On Wed, Sep 5, 2018 at 5:38 PM David Grote <dpgrote@lbl.gov> wrote:

Hi - I have recently come across this problem. On my mac, I build a Fortran code, producing a shared object, that I import into Python along with numpy. This had been working fine until recently when I started seeing sag faults deep inside the Fortran code, usually in Fortran print statements. I tracked this down to a gfortran version issue.

I use the brew installation of Python and gcc (using the most recent version, 8.2.0). gcc of course installs a version of libgfortran.dylib. Doing a lsof of a running Python, I see that it finds that copy of libgfortran, and also a copy that was downloaded with numpy (/usr/local/lib/python3.7/site-packages/numpy/.dylibs/libgfortran.3.dylib). Looking at numpy's copy of libgfortran, I see that it is version 4.9.0, much older. Since my code is importing numpy first, the OS seems be using numpy's version of libgfortran to link when importing my code. I know from other experience that older versions of libgfortran are not compatible with code compiled using a new version of gfortran and so therefore segfaults happen.
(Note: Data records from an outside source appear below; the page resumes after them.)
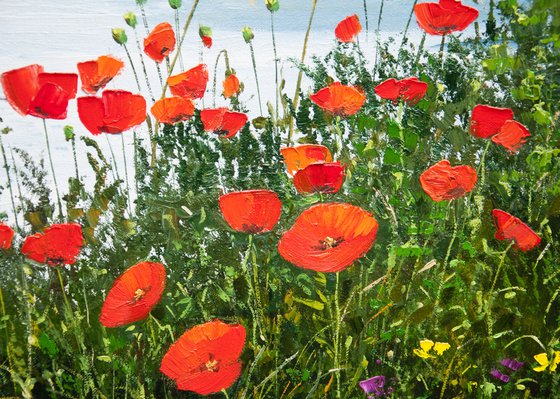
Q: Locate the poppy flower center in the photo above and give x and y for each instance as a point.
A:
(330, 242)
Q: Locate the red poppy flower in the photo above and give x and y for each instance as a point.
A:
(339, 99)
(298, 157)
(59, 244)
(171, 110)
(321, 177)
(347, 29)
(205, 359)
(329, 237)
(231, 86)
(96, 74)
(442, 182)
(160, 42)
(133, 294)
(509, 227)
(251, 211)
(31, 91)
(444, 17)
(410, 90)
(487, 121)
(191, 83)
(115, 112)
(512, 135)
(222, 121)
(6, 236)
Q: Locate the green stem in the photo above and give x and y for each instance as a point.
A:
(300, 74)
(7, 168)
(52, 170)
(256, 76)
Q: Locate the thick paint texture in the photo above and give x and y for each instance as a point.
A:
(133, 294)
(299, 157)
(339, 99)
(329, 237)
(251, 211)
(222, 121)
(205, 359)
(444, 17)
(59, 244)
(191, 83)
(347, 29)
(174, 109)
(322, 177)
(443, 182)
(410, 90)
(510, 228)
(114, 112)
(95, 74)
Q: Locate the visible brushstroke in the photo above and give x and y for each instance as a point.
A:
(299, 157)
(251, 211)
(160, 42)
(508, 227)
(512, 135)
(487, 121)
(95, 74)
(329, 237)
(205, 359)
(115, 112)
(444, 17)
(325, 178)
(222, 121)
(31, 91)
(133, 294)
(6, 236)
(231, 86)
(443, 182)
(410, 90)
(174, 109)
(348, 29)
(340, 100)
(191, 83)
(59, 244)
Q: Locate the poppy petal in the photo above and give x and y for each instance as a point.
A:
(512, 135)
(251, 211)
(329, 237)
(508, 227)
(442, 182)
(486, 121)
(339, 99)
(205, 358)
(320, 178)
(6, 236)
(59, 244)
(299, 157)
(160, 42)
(444, 17)
(347, 29)
(133, 294)
(20, 86)
(171, 110)
(191, 83)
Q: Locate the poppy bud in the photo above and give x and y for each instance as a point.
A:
(130, 19)
(272, 5)
(69, 132)
(119, 36)
(175, 4)
(248, 34)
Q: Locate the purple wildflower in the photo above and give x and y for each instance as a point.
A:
(502, 377)
(374, 385)
(512, 364)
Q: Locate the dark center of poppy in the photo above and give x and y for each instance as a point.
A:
(330, 242)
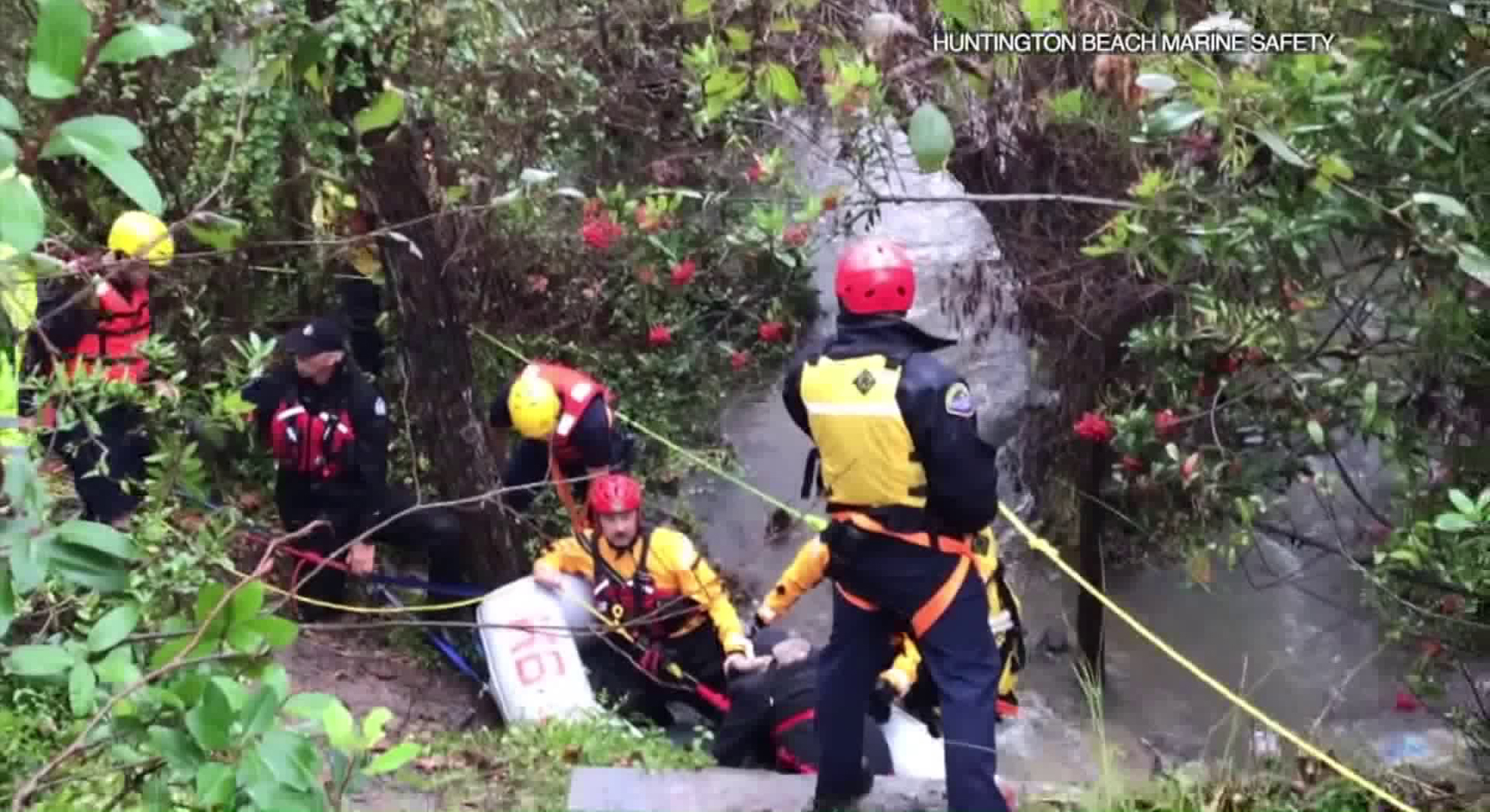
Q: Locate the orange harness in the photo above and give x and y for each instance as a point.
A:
(936, 605)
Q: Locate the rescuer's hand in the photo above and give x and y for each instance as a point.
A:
(546, 575)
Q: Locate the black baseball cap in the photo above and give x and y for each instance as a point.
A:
(320, 335)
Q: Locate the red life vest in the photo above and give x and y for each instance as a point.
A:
(575, 392)
(314, 444)
(124, 324)
(627, 599)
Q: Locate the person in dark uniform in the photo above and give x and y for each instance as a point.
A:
(909, 482)
(772, 714)
(328, 429)
(566, 425)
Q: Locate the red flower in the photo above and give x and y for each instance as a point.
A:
(683, 273)
(601, 232)
(1094, 426)
(1166, 422)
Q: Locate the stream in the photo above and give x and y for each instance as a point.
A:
(1286, 628)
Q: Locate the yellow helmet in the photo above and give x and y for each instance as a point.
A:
(534, 406)
(135, 230)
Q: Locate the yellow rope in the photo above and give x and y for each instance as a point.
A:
(1042, 546)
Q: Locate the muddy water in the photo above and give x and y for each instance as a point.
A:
(1286, 626)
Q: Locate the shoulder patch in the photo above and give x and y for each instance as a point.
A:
(960, 400)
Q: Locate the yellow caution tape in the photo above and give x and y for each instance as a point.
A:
(1042, 546)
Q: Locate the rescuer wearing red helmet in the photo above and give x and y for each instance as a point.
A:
(656, 584)
(908, 483)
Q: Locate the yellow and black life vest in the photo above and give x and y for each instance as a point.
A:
(866, 452)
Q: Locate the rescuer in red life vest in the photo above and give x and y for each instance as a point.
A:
(565, 422)
(771, 719)
(328, 429)
(102, 332)
(666, 595)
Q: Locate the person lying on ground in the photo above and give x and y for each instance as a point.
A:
(654, 584)
(771, 719)
(906, 677)
(328, 429)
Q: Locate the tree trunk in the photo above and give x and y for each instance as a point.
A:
(1090, 535)
(443, 406)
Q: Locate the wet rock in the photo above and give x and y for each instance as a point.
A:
(1054, 641)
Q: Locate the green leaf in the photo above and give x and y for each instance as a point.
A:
(1443, 203)
(1462, 502)
(373, 726)
(392, 759)
(1067, 105)
(206, 601)
(246, 604)
(103, 538)
(178, 748)
(57, 51)
(1453, 523)
(783, 83)
(311, 705)
(290, 759)
(211, 720)
(118, 668)
(23, 221)
(1280, 148)
(1043, 15)
(1175, 117)
(9, 117)
(112, 628)
(215, 230)
(82, 686)
(109, 135)
(1316, 432)
(930, 138)
(385, 111)
(958, 12)
(144, 41)
(39, 660)
(1471, 259)
(340, 726)
(215, 784)
(278, 631)
(6, 599)
(261, 710)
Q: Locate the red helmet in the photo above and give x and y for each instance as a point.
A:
(875, 276)
(615, 493)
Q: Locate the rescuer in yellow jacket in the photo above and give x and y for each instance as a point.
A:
(905, 678)
(909, 482)
(657, 586)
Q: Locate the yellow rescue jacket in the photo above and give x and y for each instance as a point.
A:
(660, 575)
(809, 568)
(862, 438)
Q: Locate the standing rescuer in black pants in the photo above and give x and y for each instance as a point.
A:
(328, 429)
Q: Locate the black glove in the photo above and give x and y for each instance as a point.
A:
(879, 701)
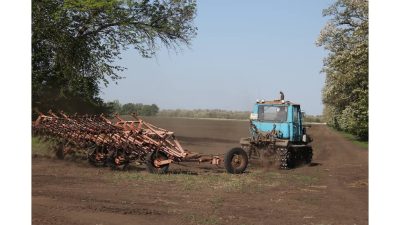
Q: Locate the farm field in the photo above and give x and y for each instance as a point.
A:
(333, 190)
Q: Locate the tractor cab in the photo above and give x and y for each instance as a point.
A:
(278, 117)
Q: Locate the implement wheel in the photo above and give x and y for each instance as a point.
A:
(236, 161)
(119, 160)
(97, 156)
(151, 159)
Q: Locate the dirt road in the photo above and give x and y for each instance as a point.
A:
(333, 190)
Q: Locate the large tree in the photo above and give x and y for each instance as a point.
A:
(345, 93)
(75, 44)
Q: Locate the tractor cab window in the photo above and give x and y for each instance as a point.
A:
(272, 113)
(295, 114)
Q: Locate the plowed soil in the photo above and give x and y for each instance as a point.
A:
(332, 190)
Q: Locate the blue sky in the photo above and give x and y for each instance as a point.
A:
(244, 50)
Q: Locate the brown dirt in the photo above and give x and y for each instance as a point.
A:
(333, 190)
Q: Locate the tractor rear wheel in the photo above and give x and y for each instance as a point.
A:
(151, 165)
(236, 161)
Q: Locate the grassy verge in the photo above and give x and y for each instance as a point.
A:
(353, 139)
(255, 182)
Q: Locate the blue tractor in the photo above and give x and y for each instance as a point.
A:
(277, 136)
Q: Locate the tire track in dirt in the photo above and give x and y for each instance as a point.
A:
(332, 191)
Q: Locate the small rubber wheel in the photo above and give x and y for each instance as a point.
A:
(153, 156)
(97, 156)
(118, 161)
(236, 161)
(309, 154)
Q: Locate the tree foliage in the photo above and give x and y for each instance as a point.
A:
(345, 93)
(129, 108)
(75, 44)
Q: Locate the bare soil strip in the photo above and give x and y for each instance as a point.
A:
(333, 190)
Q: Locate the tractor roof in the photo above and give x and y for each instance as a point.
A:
(276, 102)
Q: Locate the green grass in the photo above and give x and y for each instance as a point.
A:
(255, 182)
(354, 139)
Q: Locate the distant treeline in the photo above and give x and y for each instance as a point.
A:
(153, 110)
(314, 119)
(204, 113)
(129, 108)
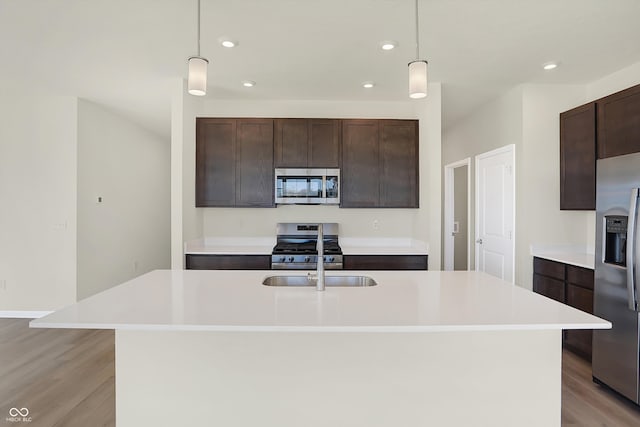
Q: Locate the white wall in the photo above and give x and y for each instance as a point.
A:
(527, 116)
(128, 233)
(38, 146)
(422, 223)
(495, 125)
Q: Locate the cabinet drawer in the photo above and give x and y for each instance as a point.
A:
(552, 288)
(548, 268)
(580, 276)
(385, 262)
(228, 262)
(580, 298)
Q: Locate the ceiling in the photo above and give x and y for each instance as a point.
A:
(127, 55)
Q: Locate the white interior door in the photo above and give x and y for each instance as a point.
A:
(495, 212)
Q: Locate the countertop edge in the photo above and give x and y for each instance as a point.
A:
(584, 260)
(320, 329)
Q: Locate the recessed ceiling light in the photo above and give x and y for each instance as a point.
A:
(226, 42)
(388, 45)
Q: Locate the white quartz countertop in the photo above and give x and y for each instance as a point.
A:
(264, 246)
(403, 301)
(577, 257)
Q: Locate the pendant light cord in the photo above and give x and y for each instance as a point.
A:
(198, 28)
(417, 33)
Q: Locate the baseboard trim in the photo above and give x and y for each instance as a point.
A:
(19, 314)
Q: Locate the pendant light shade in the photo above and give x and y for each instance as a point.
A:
(198, 76)
(197, 84)
(417, 79)
(417, 69)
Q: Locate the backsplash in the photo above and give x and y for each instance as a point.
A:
(249, 222)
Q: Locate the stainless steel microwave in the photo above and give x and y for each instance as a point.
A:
(307, 186)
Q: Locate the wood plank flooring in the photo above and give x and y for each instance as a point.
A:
(585, 404)
(66, 379)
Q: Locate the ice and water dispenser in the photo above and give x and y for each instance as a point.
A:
(615, 241)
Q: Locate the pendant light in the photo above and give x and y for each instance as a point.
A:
(198, 69)
(417, 69)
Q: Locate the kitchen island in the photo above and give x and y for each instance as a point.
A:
(419, 348)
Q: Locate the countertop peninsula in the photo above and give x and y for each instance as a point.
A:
(403, 301)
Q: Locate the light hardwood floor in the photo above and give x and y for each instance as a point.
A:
(66, 379)
(585, 404)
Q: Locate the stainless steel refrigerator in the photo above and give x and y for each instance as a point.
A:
(616, 351)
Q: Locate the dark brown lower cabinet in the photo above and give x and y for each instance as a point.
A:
(569, 285)
(228, 262)
(385, 262)
(549, 287)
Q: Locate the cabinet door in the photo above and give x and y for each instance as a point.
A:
(324, 143)
(228, 262)
(254, 162)
(215, 162)
(291, 143)
(552, 288)
(580, 276)
(360, 162)
(619, 123)
(578, 158)
(399, 164)
(385, 262)
(549, 268)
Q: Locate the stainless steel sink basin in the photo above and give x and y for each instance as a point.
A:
(349, 281)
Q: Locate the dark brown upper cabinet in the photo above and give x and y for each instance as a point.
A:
(234, 162)
(619, 123)
(398, 164)
(307, 143)
(379, 163)
(360, 162)
(578, 158)
(215, 162)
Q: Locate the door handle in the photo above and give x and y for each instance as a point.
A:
(631, 251)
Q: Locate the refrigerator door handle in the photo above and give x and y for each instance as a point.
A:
(631, 251)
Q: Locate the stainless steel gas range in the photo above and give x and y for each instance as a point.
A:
(296, 247)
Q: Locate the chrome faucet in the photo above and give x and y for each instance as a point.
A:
(320, 262)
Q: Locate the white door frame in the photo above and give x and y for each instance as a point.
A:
(511, 148)
(449, 212)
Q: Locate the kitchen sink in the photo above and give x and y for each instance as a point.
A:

If I download the numpy source and do python setup.py install, I don't have this problem.

After this long description, my question is why is such an old version of gcc used to build the distribution of numpy that gets installed from pypi? gcc version 4.9.0 is from 2014. Can a newer version be used?

The library came in with the use of OpenBLAS, I don't think there is a fundamental reason that a newer version of gfortran couldn't be used, but I have little experience with the Mac. Note that we have also given up on 32 bit Python on Mac for library related reasons. Matthew Brett would be the guy to discuss this with.